Chlorella spp. are simple, nonmotile, unicellular, aquatic green microalgae. They were one of the first algae to be isolated as a pure culture. The Chlorella microalga measures between 5 and 10 micrometers and, under an optical microscope one, can observe its green color and spherical shape.

Compared to higher plants, Chlorella has a high concentration of chlorophyll and photo­synthetic capacity. The microalga Chlorella is classified as a species according to the shape of the cells, characteristics of chlorophyll, and other variables. There are 20-30 species, some of which are Chlorella vulgaris, Chlorella pyrenoidosa, and Chlorella ellipsoidea. The species are differentiated within the group, known as strains (Illman et al., 2000).

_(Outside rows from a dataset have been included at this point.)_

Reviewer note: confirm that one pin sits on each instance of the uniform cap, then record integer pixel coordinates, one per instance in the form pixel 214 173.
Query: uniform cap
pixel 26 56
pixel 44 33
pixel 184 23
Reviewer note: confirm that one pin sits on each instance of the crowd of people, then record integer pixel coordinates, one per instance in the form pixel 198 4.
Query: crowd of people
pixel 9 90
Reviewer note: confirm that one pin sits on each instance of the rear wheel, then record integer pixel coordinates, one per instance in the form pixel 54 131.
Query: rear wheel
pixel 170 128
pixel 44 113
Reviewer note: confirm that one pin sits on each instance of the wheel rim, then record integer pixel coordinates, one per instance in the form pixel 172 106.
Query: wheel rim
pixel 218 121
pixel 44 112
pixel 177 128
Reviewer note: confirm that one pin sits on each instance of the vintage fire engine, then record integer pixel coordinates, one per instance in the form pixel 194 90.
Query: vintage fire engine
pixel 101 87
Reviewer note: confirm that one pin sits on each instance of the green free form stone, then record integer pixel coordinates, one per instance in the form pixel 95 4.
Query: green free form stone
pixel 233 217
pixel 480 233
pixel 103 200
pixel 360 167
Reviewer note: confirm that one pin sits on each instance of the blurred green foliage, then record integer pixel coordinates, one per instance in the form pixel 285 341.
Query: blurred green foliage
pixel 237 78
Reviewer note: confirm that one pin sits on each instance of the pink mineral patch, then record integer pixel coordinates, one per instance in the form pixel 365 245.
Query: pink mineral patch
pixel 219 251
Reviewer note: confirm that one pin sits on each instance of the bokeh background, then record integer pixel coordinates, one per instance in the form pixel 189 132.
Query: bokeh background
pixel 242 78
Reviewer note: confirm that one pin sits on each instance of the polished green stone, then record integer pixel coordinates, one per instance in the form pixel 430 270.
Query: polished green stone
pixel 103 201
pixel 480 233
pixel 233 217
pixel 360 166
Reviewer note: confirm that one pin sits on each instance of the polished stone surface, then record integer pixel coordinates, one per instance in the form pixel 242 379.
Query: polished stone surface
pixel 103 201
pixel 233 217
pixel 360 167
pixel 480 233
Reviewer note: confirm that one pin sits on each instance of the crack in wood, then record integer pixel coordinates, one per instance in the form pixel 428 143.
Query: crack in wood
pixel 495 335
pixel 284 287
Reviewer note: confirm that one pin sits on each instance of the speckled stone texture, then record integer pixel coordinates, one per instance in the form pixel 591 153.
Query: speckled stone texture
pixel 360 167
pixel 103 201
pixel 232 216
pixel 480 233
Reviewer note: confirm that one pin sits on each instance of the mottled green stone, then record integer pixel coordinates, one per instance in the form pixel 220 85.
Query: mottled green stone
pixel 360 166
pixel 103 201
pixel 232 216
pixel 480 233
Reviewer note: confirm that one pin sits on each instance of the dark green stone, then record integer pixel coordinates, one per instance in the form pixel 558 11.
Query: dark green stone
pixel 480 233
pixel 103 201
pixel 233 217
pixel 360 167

The first pure culture of microalga to be scientifically proven was Chlorella vulgaris in 1890 by the microbiologist M. W. Beijerinck. In 1919, Otto Warburg published articles on the use of this microalga in culture to study its physiology. After years of research with Chlorella and other microalgae, he found that these microorganisms grow under specific conditions and can be used to produce compounds with nutritional benefits to human health.

One of the most important characteristics of Chlorella is its protein content. Depending on the culture conditions, this microalga can provide 60% of protein with essential amino acids for human consumption. Chlorella has approximately three times more protein than the same amount of red meat, which is one of the most concentrated sources of protein. Due to its high protein concentration, Chlorella is used as a food supplement. This microalga has 23% carbo­hydrates, 9% fat, and 5% minerals (Henrikson, 1994).

Chlorella is also rich in B vitamins, especially B12, which is vital in the formation and re­generation of blood cells. Because it also has a high iron content, this microalga is a product indicated for the treatment and prevention of anemia. In order for its nutrients to be fully uti­lized by the body, cells of Chlorella, which are protected by a cell wall, must be disintegrated during the drying process to enable its nutrients to be fully absorbed by the metabolism (Henrikson, 1994).